Results of the multivariable logistic models are shown in Table 3. Older age was significantly associated with the prevalence of hypertension, dyslipidemia, and having the metabolic syndrome. African-American women had a significantly increased risk of each metabolic condition and of having the metabolic syndrome. Stage was significantly associated with the conditions of obesity, hypertension, and hyperglycemia; women with stage 0–1 cancers were less likely to have each condition compared to women with stage 3–4 cancer. Women with PR− tumors were more likely to have dyslipidemia. ER status was not significantly associated with any of the metabolic conditions; however, women with ER− tumors were borderline significantly less likely to have three or more of the metabolic conditions. Separate models were run to include tumor grade, classified as well-differentiated versus other, due to the missing data for that variable on 227 individuals. Grade was not significantly associated with any of the metabolic conditions, after adjustment for the other covariates.
To assess the impact of our criteria for defining the metabolic conditions, we varied the number of required records (of specific types as defined previously) from 0 to 5 and used the mean and the maximum values across the multiple records for a given patient. Results are summarized in Table 4. Using the mean of the quantitative measurements and varying the number of required records from 0 to 5, we found that the estimates varied as follows: obesity 22–30%, hypertension 47–60%, diabetes 14–21%, dyslipidemia 26–37%, and the metabolic syndrome 12–20%. Using the maximum instead of the mean further increased the estimates by 4–7% for obesity, 10–11% for hypertension, 6–8% for diabetes, 0–1% for dyslipidemia, and 3–5% for the metabolic syndrome. In no case was there a significant association between any metabolic condition and estrogen receptor status.
Discussion
Our retrospective review of 860 women diagnosed with breast cancer did not find a correlation between the metabolic syndrome or any of the metabolic conditions and estrogen receptor status. Although, ER− breast cancer and the individual metabolic conditions occurred more commonly among African-American women, the metabolic syndrome does not account for the more common occurrence of ER− breast cancer in that ethnic group. We did find that 15% of the women with breast cancer had conditions that would suggest the metabolic syndrome and that individual components of the metabolic syndrome occurred at high rates: for example, 54% of women had hypertension. The prevalence of the comorbidities at the time of diagnosis of breast cancer is significant to a potential risk of breast cancer treatment on cardiovascular mortality.

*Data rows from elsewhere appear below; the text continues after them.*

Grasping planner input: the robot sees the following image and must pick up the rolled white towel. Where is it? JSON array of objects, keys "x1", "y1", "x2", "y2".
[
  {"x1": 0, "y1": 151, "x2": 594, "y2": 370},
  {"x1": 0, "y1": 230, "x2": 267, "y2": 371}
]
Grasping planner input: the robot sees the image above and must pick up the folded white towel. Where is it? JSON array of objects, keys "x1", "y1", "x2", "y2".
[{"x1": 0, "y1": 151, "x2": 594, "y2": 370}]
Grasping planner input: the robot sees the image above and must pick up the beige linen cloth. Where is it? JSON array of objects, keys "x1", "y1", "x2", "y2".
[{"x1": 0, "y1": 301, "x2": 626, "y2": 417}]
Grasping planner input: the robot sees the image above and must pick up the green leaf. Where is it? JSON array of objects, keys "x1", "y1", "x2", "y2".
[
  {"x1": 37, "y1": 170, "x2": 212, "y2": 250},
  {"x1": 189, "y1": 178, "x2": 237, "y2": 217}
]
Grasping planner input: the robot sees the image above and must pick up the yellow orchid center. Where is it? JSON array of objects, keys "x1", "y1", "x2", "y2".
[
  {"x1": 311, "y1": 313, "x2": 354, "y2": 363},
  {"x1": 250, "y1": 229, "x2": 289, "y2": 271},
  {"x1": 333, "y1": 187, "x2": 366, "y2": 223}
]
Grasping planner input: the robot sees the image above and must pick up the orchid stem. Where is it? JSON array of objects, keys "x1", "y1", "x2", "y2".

Our study is one of the larger retrospective reviews of women with breast cancer that comprehensively evaluated the individual components of the metabolic syndrome. Studies have evaluated the smaller subset of triple-negative breast cancer and found an association with the metabolic syndrome [22]. Triple-negative breast cancer as determined from routine immunohistochemistry and fluorescence in situ hybridization analyses is loosely representative of the basal-like breast cancer described by Sorlie et al. [25]; however, the triple-negative breast cancer group is clearly heterogeneous [26]. Likewise, the hormonal receptor status indicates a heterogeneous group but a more fundamental difference in tumor type of hormonal responsiveness.
Obesity is emerging as an important concern for women with breast cancer with an increased risk of recurrence and death in women who have diagnoses of both obesity and breast cancer [27–30]. The inherent question to that finding is, does the obesity contribute to the biologic aggressiveness of the cancer? Many of the pro-inflammatory processes of the metabolic syndrome have been associated with a risk of breast cancer so the question of whether the pro-inflammatory condition contributes to a poor prognosis is plausible. Mechanisms include increased levels of inflammatory markers such as leptin, tumor necrosis factor-alpha, insulin-like growth factor-1, and decreased adiponectin [31–33]. Adiponectin is an anti-inflammatory protein that has been correlated with the metabolic syndrome, and decreased adiponectin is associated with a risk of ER− breast tumors [34, 35]. However, our finding that the metabolic syndrome is not associated with greater rates of hormonally independent breast cancer suggests that the impact of obesity and the metabolic syndrome on breast cancer prognosis is independent of the circulating factors.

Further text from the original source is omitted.